Les mythes et superstitions alimentant la demande
Dans plusieurs cultures asiatiques, notamment en Chine et au Vietnam, la corne de rhinocéros est très valorisée, principalement en médecine traditionnelle, sans preuves scientifiques de son efficacité. Comment un ensemble structurel semblable à des ongles pourrait-il soigner des maladies ?
On lui prête des vertus prétendument curatives contre la fièvre, l’épilepsie, ou même certains cancers. Elle est aussi vue comme un symbole de statut social ou de richesse, façonnée en objets d’art, ou utilisée à des fins cérémonielles comme la poignée de khanjar, une dague orientale.
La menace liée au braconnage
Le commerce illicite de cornes de rhinocéros est une cause majeure de leur déclin alarmant. Le braconnage intensif réduit drastiquement leur population, mettant en péril la survie de ces animaux et fragilisant l’équilibre écologique dans leurs habitats, qui sont des zones essentielles pour la biodiversité.
En Afrique du Sud, la nation détient la plus importante population mondiale de rhinocéros, mais ses efforts de protection sont souvent insuffisants face à la menace croissante. La situation est tout aussi critique dans d’autres régions africaines et asiatiques, où la population de ces animaux, déjà faible, est encore plus vulnérable en raison de leur répartition dispersée.
Les statistiques sont donc préoccupantes : entre 2007 et 2014, le nombre de rhinocéros tués chaque année en Afrique du Sud a explosé, passant de 13 à plus de 1200. Même si ces chiffres ont connu une petite baisse, le braconnage reste une menace constante. En Asie, les populations de rhinocéros de Java et de Sumatra, en très faible nombre, sont d’autant plus exposées à la disparition suite à chaque acte de braconnage.
Les braconniers, généralement organisés et dotés de ressources importantes, usent de méthodes sophistiquées pour capturer ces animaux, notamment en utilisant des hélicoptères pour repérer et accéder à leur cible. Plutôt que de les endormir, ils préfèrent les tuer sur place, laissant derrière eux des carcasses.
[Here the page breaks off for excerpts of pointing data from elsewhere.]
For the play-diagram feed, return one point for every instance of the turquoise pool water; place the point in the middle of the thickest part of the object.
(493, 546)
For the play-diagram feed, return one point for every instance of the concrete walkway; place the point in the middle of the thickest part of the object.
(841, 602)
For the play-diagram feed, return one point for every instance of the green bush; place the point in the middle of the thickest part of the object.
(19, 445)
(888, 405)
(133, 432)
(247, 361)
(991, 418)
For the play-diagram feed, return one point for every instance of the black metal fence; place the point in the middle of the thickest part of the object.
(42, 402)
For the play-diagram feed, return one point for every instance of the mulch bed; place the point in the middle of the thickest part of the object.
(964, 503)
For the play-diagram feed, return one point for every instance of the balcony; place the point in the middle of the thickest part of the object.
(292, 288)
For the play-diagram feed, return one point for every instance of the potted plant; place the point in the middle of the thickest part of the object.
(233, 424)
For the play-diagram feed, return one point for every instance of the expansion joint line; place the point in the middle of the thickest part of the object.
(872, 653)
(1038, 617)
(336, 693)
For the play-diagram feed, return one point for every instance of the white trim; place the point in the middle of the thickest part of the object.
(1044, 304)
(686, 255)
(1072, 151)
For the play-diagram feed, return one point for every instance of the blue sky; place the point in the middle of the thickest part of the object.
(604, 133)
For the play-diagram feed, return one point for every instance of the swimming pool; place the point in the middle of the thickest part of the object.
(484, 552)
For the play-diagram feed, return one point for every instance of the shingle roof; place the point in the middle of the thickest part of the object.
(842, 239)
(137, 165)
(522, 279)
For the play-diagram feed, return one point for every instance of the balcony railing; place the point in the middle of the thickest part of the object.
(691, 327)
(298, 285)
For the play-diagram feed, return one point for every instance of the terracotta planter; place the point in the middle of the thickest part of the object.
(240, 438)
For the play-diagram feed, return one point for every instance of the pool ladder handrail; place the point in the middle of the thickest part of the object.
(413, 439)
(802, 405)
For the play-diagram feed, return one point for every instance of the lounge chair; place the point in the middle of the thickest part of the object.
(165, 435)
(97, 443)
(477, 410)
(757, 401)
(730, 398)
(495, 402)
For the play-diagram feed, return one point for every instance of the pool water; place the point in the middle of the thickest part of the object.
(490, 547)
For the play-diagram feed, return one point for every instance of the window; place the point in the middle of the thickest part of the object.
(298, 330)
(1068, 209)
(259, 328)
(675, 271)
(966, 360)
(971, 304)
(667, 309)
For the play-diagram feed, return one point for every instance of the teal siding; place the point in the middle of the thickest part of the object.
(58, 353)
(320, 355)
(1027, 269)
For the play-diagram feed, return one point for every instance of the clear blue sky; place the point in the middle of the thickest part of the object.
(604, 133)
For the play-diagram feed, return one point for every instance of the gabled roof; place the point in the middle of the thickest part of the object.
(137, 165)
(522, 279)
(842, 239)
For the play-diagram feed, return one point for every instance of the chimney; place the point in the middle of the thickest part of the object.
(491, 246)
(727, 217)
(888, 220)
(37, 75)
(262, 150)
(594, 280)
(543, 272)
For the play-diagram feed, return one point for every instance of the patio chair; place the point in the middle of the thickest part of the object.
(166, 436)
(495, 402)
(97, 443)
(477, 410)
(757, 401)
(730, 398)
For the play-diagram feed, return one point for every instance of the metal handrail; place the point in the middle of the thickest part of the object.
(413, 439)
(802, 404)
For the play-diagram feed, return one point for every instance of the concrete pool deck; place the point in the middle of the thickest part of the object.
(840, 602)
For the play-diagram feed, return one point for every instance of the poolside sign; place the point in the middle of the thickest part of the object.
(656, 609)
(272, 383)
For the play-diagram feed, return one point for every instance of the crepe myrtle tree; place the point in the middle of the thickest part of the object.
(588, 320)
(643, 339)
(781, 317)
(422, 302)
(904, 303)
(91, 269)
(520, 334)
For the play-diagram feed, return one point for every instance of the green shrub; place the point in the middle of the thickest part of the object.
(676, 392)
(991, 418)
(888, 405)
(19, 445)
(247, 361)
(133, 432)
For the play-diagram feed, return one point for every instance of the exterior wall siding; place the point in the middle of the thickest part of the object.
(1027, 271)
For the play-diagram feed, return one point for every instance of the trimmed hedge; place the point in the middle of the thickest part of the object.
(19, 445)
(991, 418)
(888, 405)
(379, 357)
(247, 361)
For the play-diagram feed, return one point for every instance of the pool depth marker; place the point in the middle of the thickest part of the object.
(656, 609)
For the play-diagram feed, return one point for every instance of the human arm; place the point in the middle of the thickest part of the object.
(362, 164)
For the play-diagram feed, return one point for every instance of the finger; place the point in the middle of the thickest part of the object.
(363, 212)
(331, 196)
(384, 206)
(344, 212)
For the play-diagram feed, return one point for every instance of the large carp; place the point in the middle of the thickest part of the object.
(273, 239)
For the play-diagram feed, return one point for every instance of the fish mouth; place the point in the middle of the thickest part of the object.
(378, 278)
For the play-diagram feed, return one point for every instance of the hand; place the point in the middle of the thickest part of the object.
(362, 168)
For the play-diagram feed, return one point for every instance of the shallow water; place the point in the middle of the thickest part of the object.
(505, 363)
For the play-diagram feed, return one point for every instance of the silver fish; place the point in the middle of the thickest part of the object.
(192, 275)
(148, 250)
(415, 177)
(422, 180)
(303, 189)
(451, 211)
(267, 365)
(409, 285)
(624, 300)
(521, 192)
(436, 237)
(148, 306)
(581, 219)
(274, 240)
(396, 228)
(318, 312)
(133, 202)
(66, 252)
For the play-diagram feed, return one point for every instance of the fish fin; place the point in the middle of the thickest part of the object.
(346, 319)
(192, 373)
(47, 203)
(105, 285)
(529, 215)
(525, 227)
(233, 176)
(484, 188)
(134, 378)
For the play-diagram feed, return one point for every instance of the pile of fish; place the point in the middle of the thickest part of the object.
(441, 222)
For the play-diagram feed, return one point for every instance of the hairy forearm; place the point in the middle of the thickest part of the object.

Les actions pour sauver ces espèces
Pour lutter contre cette menace, diverses stratégies de conservation sont déployées, telles que la formation et l’embauche de gardes armés dans les parcs et réserves naturelles, ainsi que l’exploitation de technologies modernes comme les drones pour surveiller les populations. Des partenariats internationaux travaillent avec les gouvernements locaux pour renforcer les lois contre le braconnage et appliquer des sanctions plus sévères. Une sensibilisation accrue du public est aussi en cours pour limiter la demande en informant sur l’absence de preuves scientifiques concernant l’efficacité médicinale de la corne.
Dans certains parcs africains, la pratique consiste à faire sectionner la corne des rhinocéros. Puisque celle-ci est faite de kératine, une substance semblable à nos ongles, son retrait n’est pas douloureux, mais doit être répété tous les deux ans. Cependant, cette opération n’est pas sans conséquences : les rhinocéros dépourvus de corne ont tendance à être moins sociaux, avec une réduction considérable de leur territoire, ce qui pourrait nuire à leur reproduction. Des mâles ont vu leur espace diminuer de près de 80 % après leur opération, tandis que les femelles ont perdu en moyenne la moitié de leur territoire. La corne étant un élément clé dans les combats pour la territorialité, son absence peut aussi diminuer leur capacité à défendre leur groupe ou leur territoire, impactant ainsi leur reproduction à long terme. Les recherches continueront à évaluer toutes ces conséquences.